Another tool specialized for 3D culture is 3D Biomatrix’s Perfecta3D® Hanging Drop Plate, designed for spheroid growth in 96- or 384-well plate formats. The plate is designed such that when a drop of cell suspension is pipetted into a well, the drop hangs stably, and the cells within it can aggregate without contacting any surfaces or scaffolds. “The user can control the spheroid diameter with the type and number of cells in each well,” says MaryAnn Labant at 3D Biomatrix, whose products are distributed by Sigma-Aldrich. Access holes in each well enable media exchange and the addition of compounds, reagents or additional cells to establish co-cultures, she adds. Although scaffolding is not required to form aggregates, matrix material can be added to the drops, if desired.

Spheroids grown in Perfecta3D Hanging Drop Plates are used in cancer research, stem cell differentiation, toxicology and drug discovery, Labant says. One of the most common applications, she says, "is creating microtumor models for cancer research.”

Special magnets

n3D Biosciences offers a new take on 3D-culture formation with its magnetic nanoparticle-based NanoShuttle system. Cells are treated with a nanoparticle solution to magnetize the cells, and then magnetic drives move the cells to form 3D structures by magnetic 3D bioprinting and magnetic levitation.
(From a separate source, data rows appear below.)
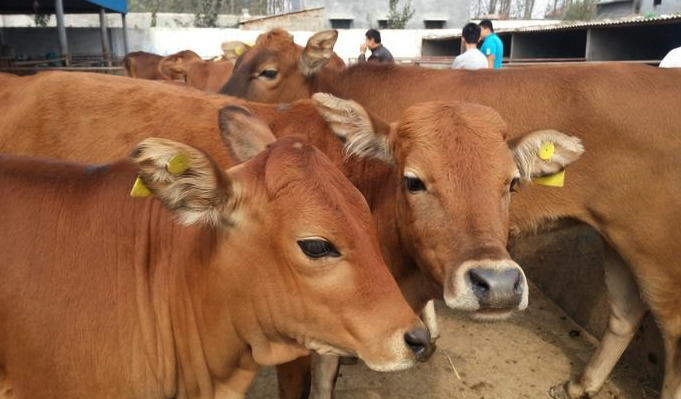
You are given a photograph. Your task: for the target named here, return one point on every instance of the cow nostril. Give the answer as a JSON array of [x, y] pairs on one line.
[[418, 341], [478, 281], [518, 286]]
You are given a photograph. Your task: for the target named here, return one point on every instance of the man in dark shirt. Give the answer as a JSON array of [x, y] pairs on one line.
[[378, 52]]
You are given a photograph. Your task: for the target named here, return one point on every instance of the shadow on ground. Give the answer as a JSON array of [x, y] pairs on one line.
[[516, 359]]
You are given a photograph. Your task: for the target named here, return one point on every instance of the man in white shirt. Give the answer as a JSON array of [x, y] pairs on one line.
[[472, 58], [672, 59]]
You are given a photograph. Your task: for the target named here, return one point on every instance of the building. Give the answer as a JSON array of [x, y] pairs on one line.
[[358, 14], [624, 8]]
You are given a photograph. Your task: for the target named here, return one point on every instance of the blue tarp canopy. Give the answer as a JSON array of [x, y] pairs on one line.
[[70, 6]]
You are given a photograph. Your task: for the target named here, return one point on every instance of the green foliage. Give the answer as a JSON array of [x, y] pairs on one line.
[[206, 13], [41, 19], [579, 11], [399, 19]]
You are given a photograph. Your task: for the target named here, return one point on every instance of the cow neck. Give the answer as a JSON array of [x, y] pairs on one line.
[[379, 186], [373, 178], [186, 352]]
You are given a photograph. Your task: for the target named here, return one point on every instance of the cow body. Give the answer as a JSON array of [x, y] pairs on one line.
[[628, 120], [429, 259], [106, 296]]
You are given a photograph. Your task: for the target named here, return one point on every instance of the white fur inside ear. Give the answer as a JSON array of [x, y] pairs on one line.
[[567, 150], [350, 121], [193, 194]]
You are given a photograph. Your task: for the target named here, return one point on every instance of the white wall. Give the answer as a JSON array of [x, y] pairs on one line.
[[205, 41]]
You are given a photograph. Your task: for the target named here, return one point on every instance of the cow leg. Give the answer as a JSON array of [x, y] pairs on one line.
[[429, 318], [294, 379], [626, 312], [324, 376], [671, 389]]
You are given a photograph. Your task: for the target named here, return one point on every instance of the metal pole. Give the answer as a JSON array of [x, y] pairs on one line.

The structures can form in minutes, depending on cell type.

“Using a magnetic field to assemble 3D structures is like an invisible and imaginary scaffold,” explains Glauco Souza, president and chief science officer at n3D Biosciences. “By aggregating the cells and not directly controlling the environment, the cells interact with themselves to create their own extracellular matrix to facilitate the formation of the 3D structure.”
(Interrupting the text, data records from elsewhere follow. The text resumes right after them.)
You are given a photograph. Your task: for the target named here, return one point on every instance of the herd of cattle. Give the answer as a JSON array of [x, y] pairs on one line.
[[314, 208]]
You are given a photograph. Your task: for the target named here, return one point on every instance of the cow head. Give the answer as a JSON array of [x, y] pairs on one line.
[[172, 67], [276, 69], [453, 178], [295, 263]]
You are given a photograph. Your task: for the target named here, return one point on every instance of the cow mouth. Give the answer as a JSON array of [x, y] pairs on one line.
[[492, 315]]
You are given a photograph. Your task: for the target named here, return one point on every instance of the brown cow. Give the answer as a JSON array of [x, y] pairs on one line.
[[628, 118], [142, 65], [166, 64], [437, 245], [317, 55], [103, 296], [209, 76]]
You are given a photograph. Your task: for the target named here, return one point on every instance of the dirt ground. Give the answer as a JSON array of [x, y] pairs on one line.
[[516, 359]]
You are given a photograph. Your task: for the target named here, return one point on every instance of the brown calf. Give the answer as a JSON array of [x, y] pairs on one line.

Conditions can vary from cell type to cell type, Souza notes. For instance, some cells can form a cohesive structure with as few as 600 cells per well of a 384-well plate, but another cell type may require 20,000 cells, he says.

The magnetic system is reproducible, Souza adds, because the magnetic field is of uniform strength. “One can easily print very reproducible structures in a 96- or 384-well plate,” he says.

The n3D’s BiO Assay™ kit uses magnetic 3D bioprinting to “print” cells onto plates for dose-response assays in automated, high-throughput viability testing. Souza says n3D’s customers especially value the BiO Assay for pre-clinical cardiovascular toxicity screening, where it can replace more expensive ex vivo aortic tissue assays. “Rings printed with vascular smooth muscle cells can contract and dilate with dose-dependent responses corresponding to their vasodilating or vasoconstricting nature,” he says.

Regardless of what type of 3D-culture system you use, remember to keep an open mind. Souza says many researchers are not prepared to accept results from 3D cultures that contradict their previous 2D findings. This may be due in part to differences between 2D and 3D in cell morphology or density. But Souza hopes researchers will press on, nonetheless. “Our hope is to bridge the gap from benchtop to bedside by reducing the dependence on poorly representative 2D and animal models before going to clinical trials,” he says.